Isabela by ~Shercan, DeviantART
   Isabela, gata ribeirão-pretana. Logo no primeiro dia, uns quatro a cercavam. Contudo seu interesse era em um mineiro conhecido nesta história. Ele ouviu, olhou, gaguejou, confessou: 
  -Uba de que?
  -Umberto
  -Beto?
  -Beto, é, pode ser.
  -Você é o carinha lá da química né?
  Depois de um ano, quem lá negaria que passou em economia. Aluno de transferência não fica com o nome na lista da fuvest... Ainda mais mentir diante de uma deusa.
  -Na verdade faço economia, mas trabalho lá de manhã.
  -Uau, como dá conta?
  -É noturno e a cantina nem sempre fica cheia.

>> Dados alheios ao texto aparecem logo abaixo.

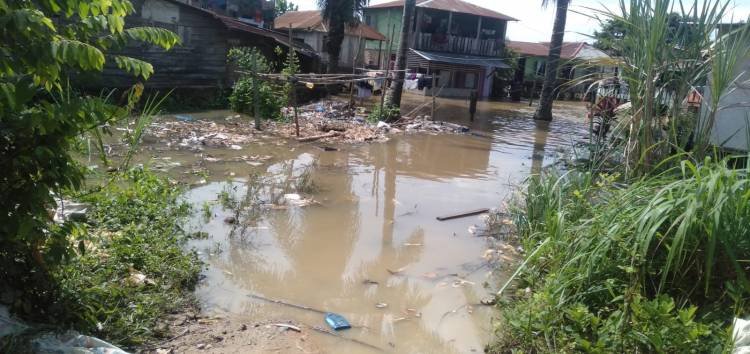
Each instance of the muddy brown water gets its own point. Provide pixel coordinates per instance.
(371, 250)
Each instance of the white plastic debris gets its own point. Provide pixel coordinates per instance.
(292, 197)
(73, 342)
(69, 210)
(383, 125)
(741, 335)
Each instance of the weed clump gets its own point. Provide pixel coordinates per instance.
(131, 268)
(653, 266)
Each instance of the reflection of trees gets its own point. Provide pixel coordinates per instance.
(540, 143)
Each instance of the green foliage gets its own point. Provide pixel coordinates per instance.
(41, 44)
(250, 60)
(666, 55)
(339, 14)
(388, 113)
(290, 69)
(610, 35)
(134, 228)
(653, 266)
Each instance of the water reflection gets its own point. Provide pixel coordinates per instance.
(374, 237)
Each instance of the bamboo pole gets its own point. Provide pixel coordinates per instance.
(387, 68)
(354, 69)
(256, 104)
(292, 83)
(433, 89)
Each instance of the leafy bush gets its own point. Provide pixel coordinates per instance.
(241, 99)
(250, 60)
(653, 266)
(388, 113)
(43, 44)
(134, 229)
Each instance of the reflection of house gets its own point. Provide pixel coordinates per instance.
(461, 44)
(730, 130)
(310, 27)
(200, 61)
(577, 65)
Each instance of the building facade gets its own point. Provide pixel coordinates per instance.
(308, 26)
(581, 64)
(200, 60)
(458, 43)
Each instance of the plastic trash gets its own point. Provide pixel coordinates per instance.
(741, 335)
(184, 117)
(337, 322)
(73, 342)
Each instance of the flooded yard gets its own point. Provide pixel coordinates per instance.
(364, 241)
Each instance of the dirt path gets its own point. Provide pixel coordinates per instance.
(221, 335)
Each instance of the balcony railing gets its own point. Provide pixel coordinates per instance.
(458, 45)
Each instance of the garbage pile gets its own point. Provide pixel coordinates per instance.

  -Sei, também te vejo lá na FEA...
  -...
  -Quero dizer, meu... irmão estuda lá e eu... eu acho que te vi indo pro CEFER ver a Gaby da... Ai meu Deus, ou eu te vi indo pro aloja e...Ai droga, tchau.
Swimmer by ~complejo, DeviantART
   Isabela não desistiu, entrou para a equipe de natação, conversou com Ela, perguntou de Umberto, nada de orkut, facebook, lista de vestibular, listas de transferências. Umberto não existia pra o Google.
   Nas férias de julho ele desapareceu e não voltou no semestre seguinte, em que Gabriela transferiu-se para São Paulo para integrar a grande equipe de Pinheiros.
    Uba investiu todo seu dinheiro da cantina e, em fevereiro seguinte, caminhava novamente na ponte do lago da USP, careca, com a lista de aprovados na mão, onde encontrou uma bela garota, Ela, Isabela. E a beijou.
   Umberto Teodoro forma-se no final do ano em tempo recorde. Viverão felizes para sempre.